Building on scholarship about intimacy, sexuality, and empire—territory mapped by Foucault and expanded by Stoler and others—Metroimperial Intimacies focuses on the particular case of United States’ governance of its Philippine colony during the long decade after the Treaty of Paris.1 For Mendoza, the apparatuses of military occupation and colonial administration operated in tandem with the management of life in the islands, producing a kind of national hallucination or fantasy that drove the colonial project. To “zero ... in on the intimacies that try to give the state the slip,” Mendoza unfolds a queer-of-color critique that allows for a mode of reading and archival work that locates the emerging categories of abjection and the perverse as constituted and constitutive of, but also exceeding, the colonial order of things (11).

The challenge for projects that propose to examine the genealogies of intimacy—and specifically same-sex intimacy—is the sparseness and obliqueness of the historical record with regard to the subject.

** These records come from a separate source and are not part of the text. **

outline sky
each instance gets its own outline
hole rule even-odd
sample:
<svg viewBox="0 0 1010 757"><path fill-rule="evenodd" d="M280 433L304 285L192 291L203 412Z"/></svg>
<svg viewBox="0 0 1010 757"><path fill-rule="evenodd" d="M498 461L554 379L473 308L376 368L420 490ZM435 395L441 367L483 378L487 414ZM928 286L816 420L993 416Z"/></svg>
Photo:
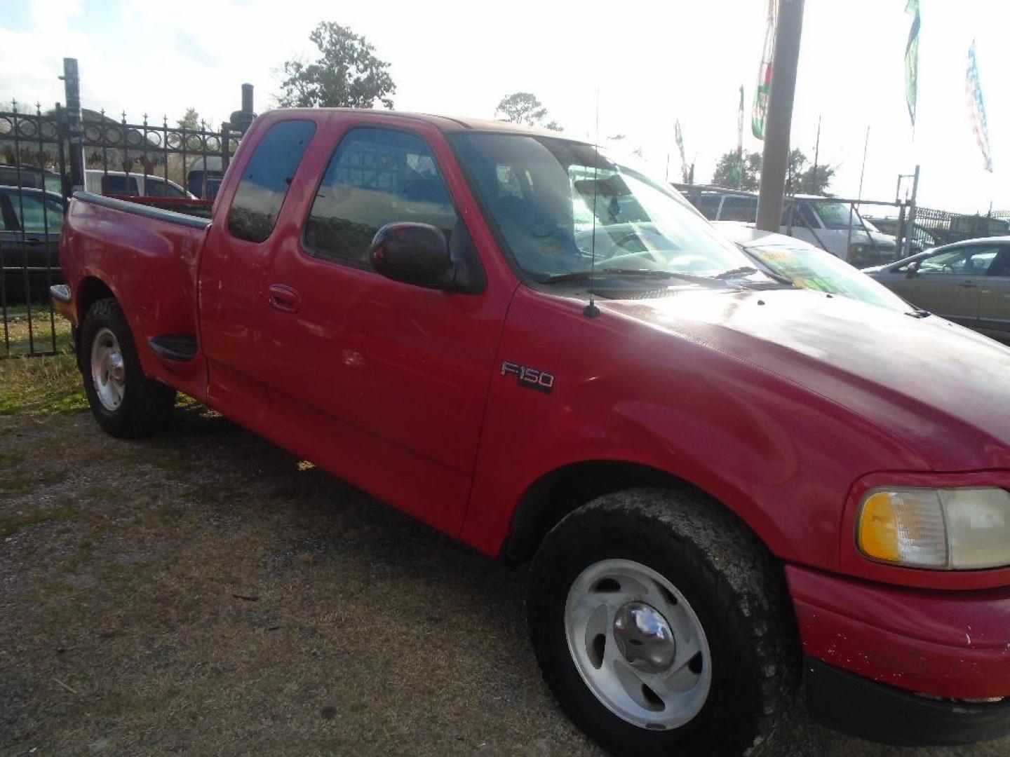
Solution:
<svg viewBox="0 0 1010 757"><path fill-rule="evenodd" d="M907 0L806 0L792 145L836 167L831 192L893 200L921 166L919 202L957 212L1010 210L1010 3L920 0L913 132L904 96ZM63 58L80 63L85 107L170 122L189 107L215 127L256 88L275 106L280 67L311 59L319 21L363 34L390 63L398 110L492 118L516 91L581 138L624 134L659 173L679 178L680 121L695 179L735 148L739 87L744 148L765 37L766 0L501 3L384 0L0 0L0 102L64 101ZM977 40L994 172L969 120L965 75ZM599 131L597 132L597 93ZM870 130L869 142L867 130ZM910 190L906 182L902 194Z"/></svg>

One of Mendoza’s most notable contributions is his assemblage of a disparate set of texts that begin to constitute an archive of U.S. racial-sexual governance and Filipino counter-narratives of racial-sexual subjectivity. Ranging from handbooks on conduct, punitive legal ordinances concerning sex and race, a court-martial case, political cartoons, a musical comedy by a Midwestern American, and the writings of early Philippine pensionadas/os in the U.S. metropole, Metroimperial Intimacies demonstrates the multifaceted ways in which the United States attempted to manage the chaotic categories of race and sex in the new colony. Although not the first scholar to examine political cartoons and pensionado writing, Mendoza treads new ground in his attention to how male same-sex intimacy registered in these genres, enlarging our understanding of how colonial anxieties about race and sex shaped the social, legal, and cultural spaces of U.S.–Philippine relations.

One chapter deserves special mention because of the archival treasure that Mendoza uncovers—the case of United States v. Boss Reese (1911), the court-martial trial of an Army captain accused of sexual abuse. In examining the media coverage, the legal record, and the high-level [End Page 578] correspondence generated around the case, Mendoza illuminates the discursive and legal acrobatics that the military court and the colonial administrators performed in establishing the procedure of law around sodomy in the colony, while also starkly defining its racial limits. In this small glimpse into the rape of Filipino soldiers by their American supervisor and its legal aftermath, Mendoza reveals not only a state contending with the management of the intimate but also of colonized people perversely insisting on becoming emergent subjects.

Vernadette Vicuña Gonzalez
University of Hawai‘i, Mānoa

Footnotes

1. Michel Foucault (trans. Robert Hurley), The History of Sexuality. II. The Use of Pleasure (New York, 1990); Ann Laura Stoler, Race and the Education of Desire: Foucaults History of Sexuality and the Colonial Order of Things (Durham, 1995).